Pleasure, death, settle

If Ecclesiastes is good for anything it is certainly good for pondering the meaning of life! In chapter 2 we find the “preacher” or Solomon seemingly mulling over the question, “How should I spend my life? And here we find some interesting things. We find his first try at squeezing the meaning out of life out of living is the fullness of entertainment.

Ecclesiastes 2:1-2  I said in my heart, “Come now, I will test you with pleasure; enjoy yourself.” But behold, this also was vanity. I said of laughter, “It is mad,” and of pleasure, “What use is it?” 

But ultimately he finds that it is lacking. A life of enjoyment under the sun yields nothing. It has no use or purpose without God. How many times have we suddenly awoken to the fact that we have spent many days, maybe even weeks, just indulging in pleasures, entertainment, and fun only to ask ourselves the question, “what have I been doing with my life?” He says its all for nothing.

The “preacher” turns to discover if wisdom will give it or if work. Only to find more of the same result. All the pleasure, knowledge, or accomplishments we can acquire won’t give us meaning or purpose without God and eternity.

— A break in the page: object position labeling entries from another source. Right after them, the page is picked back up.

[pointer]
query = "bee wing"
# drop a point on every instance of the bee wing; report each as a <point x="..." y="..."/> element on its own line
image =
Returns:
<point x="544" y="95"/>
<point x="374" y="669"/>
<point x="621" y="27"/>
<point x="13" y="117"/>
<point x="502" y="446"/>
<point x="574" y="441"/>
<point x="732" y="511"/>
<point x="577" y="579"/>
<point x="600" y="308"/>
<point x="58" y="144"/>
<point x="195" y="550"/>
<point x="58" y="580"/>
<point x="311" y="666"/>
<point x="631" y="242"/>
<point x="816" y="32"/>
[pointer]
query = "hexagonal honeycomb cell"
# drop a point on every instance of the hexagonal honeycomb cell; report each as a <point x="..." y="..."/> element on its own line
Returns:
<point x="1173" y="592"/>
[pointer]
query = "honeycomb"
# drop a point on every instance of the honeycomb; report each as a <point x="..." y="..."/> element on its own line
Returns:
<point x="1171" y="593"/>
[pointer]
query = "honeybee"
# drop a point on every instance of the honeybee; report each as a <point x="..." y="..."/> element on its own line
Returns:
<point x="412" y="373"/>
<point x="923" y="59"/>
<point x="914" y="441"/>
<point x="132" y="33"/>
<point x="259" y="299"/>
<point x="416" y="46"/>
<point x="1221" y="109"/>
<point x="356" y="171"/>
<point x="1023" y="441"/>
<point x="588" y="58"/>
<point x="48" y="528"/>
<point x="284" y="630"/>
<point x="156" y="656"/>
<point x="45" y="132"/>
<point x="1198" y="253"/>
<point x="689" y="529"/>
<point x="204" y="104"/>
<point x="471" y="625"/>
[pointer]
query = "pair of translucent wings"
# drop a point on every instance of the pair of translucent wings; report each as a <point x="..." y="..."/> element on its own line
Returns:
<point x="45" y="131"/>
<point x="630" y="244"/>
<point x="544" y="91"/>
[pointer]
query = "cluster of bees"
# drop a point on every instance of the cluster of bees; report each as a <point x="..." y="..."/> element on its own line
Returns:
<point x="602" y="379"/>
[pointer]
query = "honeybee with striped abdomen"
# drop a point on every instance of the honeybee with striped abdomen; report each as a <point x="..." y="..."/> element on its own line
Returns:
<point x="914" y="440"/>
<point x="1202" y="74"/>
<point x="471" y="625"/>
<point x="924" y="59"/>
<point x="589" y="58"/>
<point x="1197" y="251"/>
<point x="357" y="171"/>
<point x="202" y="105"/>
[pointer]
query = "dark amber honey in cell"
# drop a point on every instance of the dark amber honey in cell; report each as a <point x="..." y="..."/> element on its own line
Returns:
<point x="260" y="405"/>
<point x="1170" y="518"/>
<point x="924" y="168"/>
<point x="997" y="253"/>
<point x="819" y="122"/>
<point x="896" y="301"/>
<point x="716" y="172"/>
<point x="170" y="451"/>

Ecclesiastes 2: 13-15 Then I saw that there is more gain in wisdom than in folly, as there is more gain in light than in darkness. 14 The wise person has his eyes in his head, but the fool walks in darkness. And yet I perceived that the same event happens to all of them. 15 Then I said in my heart, “What happens to the fool will happen to me also. Why then have I been so very wise?” And I said in my heart that this also is vanity. 

Can’t you hear him say, “What’s the point?”

It is true that wisdom is better than folly and we can see that light is better than darkness. It makes sense because a fool will walk around like he is in the dark not realizing he is even in the dark, tripping over himself and making a mess of his life. While the wise person has eyes in his head to see what the heck he is doing and gains ground on what he would like to do!

But the same thing happens to them both in the end: Death.

Ecclesiastes 2:18-19 I hated all my toil in which I toil under the sun, seeing that I must leave it to the man who will come after me, 19 and who knows whether he will be wise or a fool? Yet he will be master of all for which I toiled and used my wisdom under the sun. This also is vanity.

Death comes for us all and nothing can stop it. Everything we have becomes someone else’s. They don’t even have to work for it. If all we have is what we can acquire in the here and now. We can understand how that would be frustrating to lose it all in death but here’s the thing we weren’t made for here, we were made for eternity.

But when we don’t know that, when we think YOLO: you only live once we end up simply settling for what we can get, which end up being just scraps off the table compared to what God really has in store.

Ecclesiastes 2:24-26 There is nothing better for a person than that he should eat and drink and find enjoyment in his toil. This also, I saw, is from the hand of God, 25 for apart from him who can eat or who can have enjoyment? 

Without a heavenly view point and to know the God who makes all things good we try to make the best of a bad situation and settle for the purpose of eat, drink, and find enjoyment.

Even Solomon, who was the wisest man on earth, who should have been able to find enjoyment on earth, knew that this is the best that could be done, is a meaningless world.